Sigh...the gift of taste definitely has its dark side.
But to my mind it also hints at a few things, like a clue to a bigger mystery.
I think it suggests we as creatures are meant for enjoyment. Happiness, not misery. At the hospital even patients who can't really eat well are sometimes prescribed soft foods by mouth simply for quality of life, for the pleasure of eating. We have become creatures with a capacity for pleasure, for play, for laughter, for enjoyment. Whether or not you believe there's a giver, that's a gift.
Secondly, I think we are meant to learn stewardship. Existence gives us certain natural human rights, but with them a certain inalienable responsibility for the times and spaces in which we participate in that existence, including our bodies, our planet.
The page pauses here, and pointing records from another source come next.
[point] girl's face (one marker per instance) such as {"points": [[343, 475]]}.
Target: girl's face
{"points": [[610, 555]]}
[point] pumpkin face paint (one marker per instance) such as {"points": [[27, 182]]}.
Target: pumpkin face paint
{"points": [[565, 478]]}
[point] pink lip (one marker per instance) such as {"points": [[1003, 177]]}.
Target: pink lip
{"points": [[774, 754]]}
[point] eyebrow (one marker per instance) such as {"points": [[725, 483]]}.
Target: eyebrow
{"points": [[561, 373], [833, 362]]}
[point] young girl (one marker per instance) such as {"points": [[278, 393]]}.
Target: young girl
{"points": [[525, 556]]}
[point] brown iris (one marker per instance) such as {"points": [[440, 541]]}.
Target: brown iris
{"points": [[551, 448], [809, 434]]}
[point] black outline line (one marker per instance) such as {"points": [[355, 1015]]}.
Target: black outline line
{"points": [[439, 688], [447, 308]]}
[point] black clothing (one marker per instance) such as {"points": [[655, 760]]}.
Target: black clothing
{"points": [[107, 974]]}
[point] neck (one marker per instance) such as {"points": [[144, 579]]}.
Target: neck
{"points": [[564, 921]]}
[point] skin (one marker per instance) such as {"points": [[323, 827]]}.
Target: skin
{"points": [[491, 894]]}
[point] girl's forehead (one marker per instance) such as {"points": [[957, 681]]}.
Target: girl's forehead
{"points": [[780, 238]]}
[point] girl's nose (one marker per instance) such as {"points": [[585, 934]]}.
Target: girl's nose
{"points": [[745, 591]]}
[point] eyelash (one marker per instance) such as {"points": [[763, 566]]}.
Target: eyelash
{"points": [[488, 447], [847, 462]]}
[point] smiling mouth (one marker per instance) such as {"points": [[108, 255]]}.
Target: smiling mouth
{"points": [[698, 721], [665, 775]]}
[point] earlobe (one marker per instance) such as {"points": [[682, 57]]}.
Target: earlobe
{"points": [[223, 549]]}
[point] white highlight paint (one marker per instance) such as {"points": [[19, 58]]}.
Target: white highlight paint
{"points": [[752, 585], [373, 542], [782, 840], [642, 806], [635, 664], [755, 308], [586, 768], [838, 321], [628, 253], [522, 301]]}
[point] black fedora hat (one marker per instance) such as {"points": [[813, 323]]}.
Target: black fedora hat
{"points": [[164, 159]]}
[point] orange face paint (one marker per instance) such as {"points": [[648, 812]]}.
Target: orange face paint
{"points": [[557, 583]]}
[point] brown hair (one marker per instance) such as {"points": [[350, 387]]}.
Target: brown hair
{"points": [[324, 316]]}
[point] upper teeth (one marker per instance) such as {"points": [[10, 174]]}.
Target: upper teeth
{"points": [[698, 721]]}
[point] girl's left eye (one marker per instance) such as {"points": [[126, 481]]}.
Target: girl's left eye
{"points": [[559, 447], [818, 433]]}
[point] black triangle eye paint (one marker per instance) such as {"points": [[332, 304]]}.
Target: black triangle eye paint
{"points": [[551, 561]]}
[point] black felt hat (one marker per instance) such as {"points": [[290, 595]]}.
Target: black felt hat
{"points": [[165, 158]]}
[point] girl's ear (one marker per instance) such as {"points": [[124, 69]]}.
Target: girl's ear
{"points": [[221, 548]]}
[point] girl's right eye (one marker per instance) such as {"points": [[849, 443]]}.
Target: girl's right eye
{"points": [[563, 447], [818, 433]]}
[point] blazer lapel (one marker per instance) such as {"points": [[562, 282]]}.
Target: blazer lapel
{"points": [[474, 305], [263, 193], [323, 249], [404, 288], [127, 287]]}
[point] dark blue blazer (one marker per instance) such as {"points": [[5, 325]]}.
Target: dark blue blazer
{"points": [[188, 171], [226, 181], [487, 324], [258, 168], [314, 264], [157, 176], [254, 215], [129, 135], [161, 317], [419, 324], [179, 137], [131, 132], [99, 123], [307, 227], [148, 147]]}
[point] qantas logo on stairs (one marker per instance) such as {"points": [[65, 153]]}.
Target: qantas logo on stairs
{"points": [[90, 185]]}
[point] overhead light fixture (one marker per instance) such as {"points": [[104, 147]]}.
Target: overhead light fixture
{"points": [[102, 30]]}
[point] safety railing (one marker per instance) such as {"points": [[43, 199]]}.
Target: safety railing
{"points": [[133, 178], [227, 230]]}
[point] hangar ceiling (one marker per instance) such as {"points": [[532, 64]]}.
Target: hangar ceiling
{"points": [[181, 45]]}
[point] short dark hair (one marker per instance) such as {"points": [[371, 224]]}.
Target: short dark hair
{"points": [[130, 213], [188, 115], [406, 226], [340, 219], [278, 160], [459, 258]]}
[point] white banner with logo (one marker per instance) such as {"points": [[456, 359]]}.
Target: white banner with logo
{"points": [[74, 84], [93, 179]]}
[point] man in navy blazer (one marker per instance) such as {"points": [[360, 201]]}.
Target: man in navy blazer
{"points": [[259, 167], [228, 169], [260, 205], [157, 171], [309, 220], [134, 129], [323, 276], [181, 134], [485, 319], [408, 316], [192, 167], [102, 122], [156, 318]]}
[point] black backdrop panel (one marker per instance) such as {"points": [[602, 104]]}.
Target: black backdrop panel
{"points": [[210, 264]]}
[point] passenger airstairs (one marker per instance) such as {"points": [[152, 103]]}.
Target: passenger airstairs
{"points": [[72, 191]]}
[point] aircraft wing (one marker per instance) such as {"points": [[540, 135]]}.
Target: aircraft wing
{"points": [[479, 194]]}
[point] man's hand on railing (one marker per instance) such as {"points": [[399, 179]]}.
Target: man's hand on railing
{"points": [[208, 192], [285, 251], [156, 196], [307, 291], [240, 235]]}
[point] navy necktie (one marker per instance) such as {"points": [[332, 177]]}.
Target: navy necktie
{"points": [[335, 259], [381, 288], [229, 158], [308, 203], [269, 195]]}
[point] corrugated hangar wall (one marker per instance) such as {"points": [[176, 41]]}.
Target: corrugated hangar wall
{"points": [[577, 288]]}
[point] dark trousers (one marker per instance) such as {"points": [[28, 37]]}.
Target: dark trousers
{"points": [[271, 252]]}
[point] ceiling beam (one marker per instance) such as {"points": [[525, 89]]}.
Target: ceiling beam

I know I'm not supposed to let my taste buds run the show, and that's something I'm constantly having to work on. Stewardship can be hard when one is a total foodie!
Finally, I think we are meant for development. The very path we take from embryo to adult seems an incarnation of this intellectual, and some would add spiritual, destiny. We're supposed to evolve within our lifetimes, as the universe is meant to do during its lifetime. We are supposed to deal with imperfection, and thereby to LEARN, grow, and strive for perfection.
This is why I think any arguments for or against religious concepts made on the basis of the world's imperfection are intrinsically flawed. It's NOT supposed to be perfect here; this "site" is under construction, and it's up to us - not some invisible, intangible God - to put our hands in the earth, with all its grit and dirt and hidden dangers and treasures, and do the work of constructing it. The work of perfecting it. The work of creation.